The profits that form Bill Gates’ billions ultimately stem from the unpaid labour of the working class: the difference between the value of the product of the workers’ labour (be it in goods or services) and the wage they receive. The bigger this difference, the greater the profit, creating an immense pressure to lengthen hours and ‘reduce labour costs’, i.e. force down wages and conditions.
This is not a one-sided process of course, and in the past, the workers have won even considerable gains in the form of higher wages, shorter hours and better working and living conditions. But wherever the workers have succeeded in winning such concessions, the bosses have fought back with all the means at their disposal. In the west in particular, de-industrialisation, austerity and union-busting have all been used as part of a race to the bottom, which forces workers to compete with each other for the privilege of making someone else rich.
But capitalism is also a global system; it therefore forces workers to compete on a world scale, driving the formation of a larger and larger class of poor and propertyless workers, from which huge corporations can pick and choose. In this way, the 'wealth creators' can pay one set of workers poverty wages in one country whilst forcing down the wages of another to an acceptable level, all the while congratulating themselves on their tremendous poverty reduction!

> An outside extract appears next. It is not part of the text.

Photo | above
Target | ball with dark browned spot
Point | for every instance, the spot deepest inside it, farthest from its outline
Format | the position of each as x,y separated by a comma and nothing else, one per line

The overall result is not the lifting of humanity from the depths of poverty but rather the forcible maintenance of the overwhelming majority of the world’s population in a state of slavery – too poor to escape from exploitation but not poor enough to starve. But for millions today, the capitalist system cannot even “assure an existence to its slave within his slavery”, as Marx wrote in the Communist Manifesto. The UN estimates that 20m face starvation in South Sudan, Nigeria, Somalia and Yemen as part of the worst famine since the Second World War. Meanwhile, all over the world suicide rates are on the rise: an eloquent appraisal of the progress made by capitalism over the last 30 years.
Wherever it has spread (and today that is everywhere on Earth), capitalism has brought with it the rapid accumulation of both wealth and misery. This system of poverty creation, and the tiny class of exploiters who benefit most from it, are as capable of eliminating poverty as a tiger is of removing its own claws.
The case for optimism
And yet, there is both need and cause for optimism today: not the false promises of “impatient optimism” offered by the likes of Bill Gates, but a revolutionary optimism, founded on the belief that the oppressed and exploited masses of the Earth can, and must, seize control of the incredible wealth they produce and use it to build a future fit for humanity.
Today, we produce enough food for 10bn people, while millions starve. Companies and tax havens sit on a cash pile of trillions of uninvested dollars that could be used to revolutionise production, tackle climate change, and provide decent and sustainable living conditions for all. None of this is necessary or inevitable; it is the product of a system that draws the profit of the few from the poverty of the many. But this can be stopped.
All over the world we see the stirrings of millions against their poverty and exploitation. This is what the billionaire philanthropists fear most. To stand with the masses in struggle and to fight for a new socialist world, a world genuinely free of poverty in all its forms, is the only way to end the barbarism wrought by the capitalist system. We have every reason to be optimistic in this fight: we have a world to win.